3. Rights of data subjects
Similar rights of the data subjects and the corresponding obligations of the data controllers have been around for a while but have been rendered more precise. Data subjects are entitled to obtain detailed information from the controller to know which data the controller processes; to object to such processing; to obtain such data in a structured, commonly used and machine-readable format; and to have such data rectified and/or erased. When a personal data breach is likely to result in high risk to the rights and freedoms of natural persons, the processor must notify the data subject in clear and plain language without undue delay. (The processor must provide a similar data breach notification to the supervisory authority, too.)
4. Privacy by design and by default
Controllers must implement appropriate technical and organisational measures to ensure that data protection principles are taken into account as early as the development stage of services and products, and that, by default, only the personal data that is necessary for each specific purpose of the processing is actually processed. Measures include minimising the processing of personal data, pseudonymising personal data as soon as possible and transparency with regard to the functions and processing of personal data. Documentation and certifications will be key in this respect.
5. Data protection officer
You must appoint a data protection officer if i) you process personal data as a public authority, ii) your core activities consist of processing operations that require regular and systematic monitoring of data subjects on a large scale, or iii) your core activities consist of processing a large amount of special categories of personal data (e.g., racial or ethnic origin, political opinions, religious or philosophical beliefs, trade union membership and sexual orientation) or personal data relating to criminal convictions and offences. Again, while this is a new requirement for most states, it is not for others (Germany).
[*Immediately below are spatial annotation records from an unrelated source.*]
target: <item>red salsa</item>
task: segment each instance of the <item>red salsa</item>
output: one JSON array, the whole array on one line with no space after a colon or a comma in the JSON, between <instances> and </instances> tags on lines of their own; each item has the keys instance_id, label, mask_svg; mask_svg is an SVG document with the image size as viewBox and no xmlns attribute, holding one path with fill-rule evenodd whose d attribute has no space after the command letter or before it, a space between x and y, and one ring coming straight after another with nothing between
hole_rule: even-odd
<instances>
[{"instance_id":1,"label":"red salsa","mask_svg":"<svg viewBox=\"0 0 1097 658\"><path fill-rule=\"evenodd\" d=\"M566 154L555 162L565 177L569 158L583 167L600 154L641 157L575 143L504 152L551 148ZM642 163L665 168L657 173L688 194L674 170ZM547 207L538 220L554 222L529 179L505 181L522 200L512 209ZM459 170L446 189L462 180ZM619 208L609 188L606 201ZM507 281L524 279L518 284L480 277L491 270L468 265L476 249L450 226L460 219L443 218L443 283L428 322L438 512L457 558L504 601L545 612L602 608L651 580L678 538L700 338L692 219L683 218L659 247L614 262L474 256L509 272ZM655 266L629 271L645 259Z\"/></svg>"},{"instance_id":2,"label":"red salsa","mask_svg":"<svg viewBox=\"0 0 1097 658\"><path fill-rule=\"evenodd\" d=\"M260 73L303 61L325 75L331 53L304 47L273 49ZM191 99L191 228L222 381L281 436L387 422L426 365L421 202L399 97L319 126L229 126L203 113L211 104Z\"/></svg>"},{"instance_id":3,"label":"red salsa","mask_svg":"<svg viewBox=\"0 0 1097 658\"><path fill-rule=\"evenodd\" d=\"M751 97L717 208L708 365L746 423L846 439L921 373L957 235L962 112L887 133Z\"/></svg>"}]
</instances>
6. Increased control and penalties
The cooperation between national data protection agencies will be increased, including joint operations, and formalized by establishing a European Data Protection Board with the power to issue guidelines. The enforcement of data protection is ensured by draconian penalties of up to 20 million Euros or 4 percent of the worldwide annual turnover, in particular for violations of rights of data subjects.
The above is just a short overview of the main changes the GDPR entails. Certifications, such as ISO27001, will become even more important for documenting compliance with the requirements. Also, businesses set up in jurisdictions that have already mandated the same requirements, such as data protection officers in Germany, will have an advantage. There is still one year to go until the GDPR becomes applicable, but organizations should lose no time preparing. Ignoring the new GDPR requirements is the surest way to incur possibly devastating penalties.
DISCLAIMER – The materials appearing in this article do not constitute legal advice and are provided for general information purposes only.